Japanese parliament adopts compensation law for victims of forced sterilization, which from 1948 to 1996 were subjected to about twenty-five thousand residents. Thus, Japan finally recognized the shameful page of its history, which the country does not really like to talk about.
Although the struggle to improve the human race is usually associated with odious totalitarian dictatorships and colonial racism, the ideas of eugenics that spread around the world after World War I found a response in many countries. So, in Sweden, from 1935 to 1976, at least sixty thousand women were forcibly sterilized. The basis for a forced operation could be not only the risk of transmission of serious hereditary diseases, but also ethnicity or social status (people from poor families, as well as sex workers, were often sterilized).

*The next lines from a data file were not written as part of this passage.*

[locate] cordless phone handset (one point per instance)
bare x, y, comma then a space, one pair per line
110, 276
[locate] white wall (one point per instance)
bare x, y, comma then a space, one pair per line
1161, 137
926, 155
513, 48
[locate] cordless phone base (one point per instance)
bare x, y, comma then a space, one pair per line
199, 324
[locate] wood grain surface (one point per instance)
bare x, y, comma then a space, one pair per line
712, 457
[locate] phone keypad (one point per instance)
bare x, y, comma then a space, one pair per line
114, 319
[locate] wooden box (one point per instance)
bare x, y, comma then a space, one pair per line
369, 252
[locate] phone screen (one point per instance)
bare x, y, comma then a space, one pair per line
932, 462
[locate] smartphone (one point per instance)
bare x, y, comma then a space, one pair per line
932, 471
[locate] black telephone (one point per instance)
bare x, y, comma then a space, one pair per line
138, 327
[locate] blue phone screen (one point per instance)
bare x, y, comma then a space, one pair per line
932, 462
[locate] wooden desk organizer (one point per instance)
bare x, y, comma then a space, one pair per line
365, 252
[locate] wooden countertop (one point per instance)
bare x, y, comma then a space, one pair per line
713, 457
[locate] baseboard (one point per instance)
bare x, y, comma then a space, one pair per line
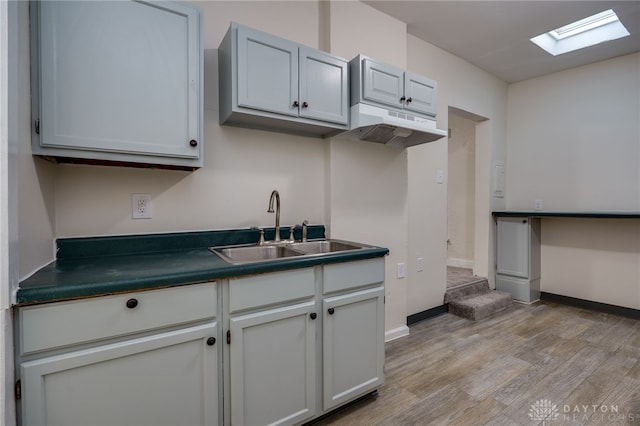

Sweden learned the truth about the eugenic struggle against people of the "lower class" only in 1997 after a journalistic investigation. One of the women who was sterilized at the age of seventeen described how she was called for surgery due to her “low educational prospects”: she could not afford to buy glasses and therefore did not see what was written on the blackboard. “I signed [the documents] because I understood that I needed to somehow get out of there … I was sent to the Bollnas hospital, and there they did everything. Dr. Ingvarsson told me: “You are not too smart, you cannot have children,” the woman recalled half a century later.
In Japan, where the theory of genetic selection was brought by the disciples of the botanist John Merle Coulter, they laid on the soil of imperial nationalism and an obsession with "pure blood" that had been ripening since the end of the 19th century. Then the idea of the racial superiority of the Yamato, that is, the original Japanese, over ethnic minorities from the peripheral territories (Ryukyus, Oroks, Ainu and Nivkhs), as well as Koreans and Taiwanese, began to take shape in the country. Therefore, eugenics, as soon as it appeared in the country, easily merged with public campaigns in defense of purebred Yamato. In the mid-twenties, the journal of the eugenic movement began to be published in Japan, the Society for Health and Human Ecology was established in 1930, and in 1940, after several amendments, a national eugenic law was passed, according to which people with "inherited mental disorders" were subject to mandatory sterilization.
People wonder why it took the authorities more than twenty years to recognize the eugenic practices of the past as blatantly discriminatory
The defeat of Japan in World War II hurt Japanese nationalism (in August 1945, on the eve of the surrender, the government took the last desperate measure and ordered the establishment of something like a national network of brothels for soldiers of the Allied armies - all with the same purpose of preserving the "pure race "), But almost did not affect the popularity of eugenic ideas. Three years later, the previous law of 1940 was replaced with a new one. The Eugenic Protection Act was in effect for almost fifty years and was only repealed in the nineties. According to him, any woman could undergo a forced surgery if she, her partner or a relative up to the fourth degree of kinship (cousins and cousins, as well as cousins) had serious genetic mutations. What is important, the consent of the woman herself was not required in this case - the decision of the officials was enough.
Commenting on the decision on compensation, Shinzo Abe, on behalf of the government, apologized deeply to everyone who underwent forced sterilization (whether the operation was carried out with the patient's consent or not, it does not matter - compensation to victims of the law is due in any case): “To prevent this situation from happening again, the government will do everything to create a society in which people will coexist, regardless of illness and disability. " However, not everyone was satisfied with the apology and compensation of 3.2 million yen.Some demand that those responsible for the adoption and implementation of the law be held accountable, while others ask why it took the authorities more than twenty years to recognize the eugenic practices of the past as openly discriminatory.
The answer to the question, perhaps, lies in the fact that Japan - like almost any country - is extremely difficult to talk about ethnic and social conflicts, many of which, despite the belief that time heals, still make themselves felt (such as, for example, discrimination against the Burakumin - villagers who, despite the abolition of the caste system in the nineteenth century, continue to be people who have been affected in their rights and opportunities). Eugenics once fueled these conflicts to a new, inhuman degree. But rejecting genetic screening alone - and making it a crime - does not solve them.